CHR. CALOGIROU LTD PRIVACY POLICY
This Privacy Statement describes how CHR. CALOGIROU LTD (hereinafter refers to as The Company), collects, uses, and discloses certain personal information obtained through our public website http://www.bestcyprusproperties.com/, or directly from you and/or through third parties.
We are committed to keep your personal data secure and respect your privacy as we base our relationship with you on mutual trust. It is our intention to keep an open channel of communication with you through this Privacy policy, which we will keep updated as and when necessary to keep it relevant and compliant with the governing legal framework – the General Data Protection Regulation (EU) 2016/679 in this case.
This privacy policy details how we collect and use your personal data. It describes what sort of data we collect, what we do (or what we may do) from the moment you ask for a service from us, when we may use your information, who do we share your data with and how we protect your data. It applies to the services we provide to you and our website. It also applies to our subscribers and sole traders but doesn’t apply to our employees and to the information we hold about companies or organizations. It applies even if you’re not one of our clients and you interact with us, such as by generally enquiring about our services.
We take our responsibilities under the General Data Protection Regulation (EU) 2016/679 very seriously and as such we are committed to:
- Process personal data openly, fairly and in accordance with applicable laws
- Inform (either directly or in our policies) about how we will use your personal data
- Only collect personal data from when we need it for legitimate purposes or legal reasons
- Ensure that all personal data are adequate, relevant and not excessive for the purpose for which we collect them
- Avoid keeping personal data for longer than we need to
- Keep personal data secure, and limit the people who can access it
- Ensure that you know how to access your personal data and exercise your rights in relation to it, including being able to keep it accurate and up-to-date; and
- Ensure that any third parties we share personal data by taking appropriate steps to protect it.
Who we are?
CHR. CALOGIROU LTD (hereinafter refers to as Company) is a company which was formed in 1945 as a general trading company, incorporated under the Companies Law of the Republic of Cyprus, Cap. 113, with a registration number HE 00000214, having as main activities in the aspects of Real Estate industry.
Our number as Registered Estate Agents is 000041 Our VAT number is 10000214i.
Our Office Address is: Suite 6e and 6f, 6th floor, Roussos Centre Point, Pentadromos, Limassol, Cyprus.
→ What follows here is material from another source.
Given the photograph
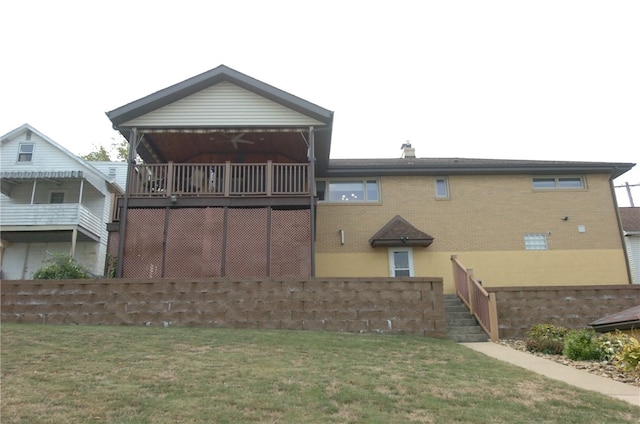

Our Postal address is P.O. Box 50077, Limassol 3600, Cyprus.
Our services:
Our Company aims to provide services mainly in the fields of:
- Property Promotion, advertising and Sales
- Property Promotion, advertising and Rentals
- Property Management
How we collect/obtain your information?
- Directly from you and/or
- Through third parties and/or
- Through this website
Information Collection and Use:
In general, you can visit us through our Web Site maintaining your anonymity. However, occasionally Company may ask you to provide personally identifiable information, such as your name, company, e-mail address, phone number and address (“Personal Information”). The purpose of requesting such information/data may involve, corresponding with and/or contacting you, responding to your requests, or informing you about an optional subscription to a newsletter or publication, or notifying you about events. Where applicable, we will differentiate between personal data fields that are optional and those that are mandatory in order for you to obtain the requested information.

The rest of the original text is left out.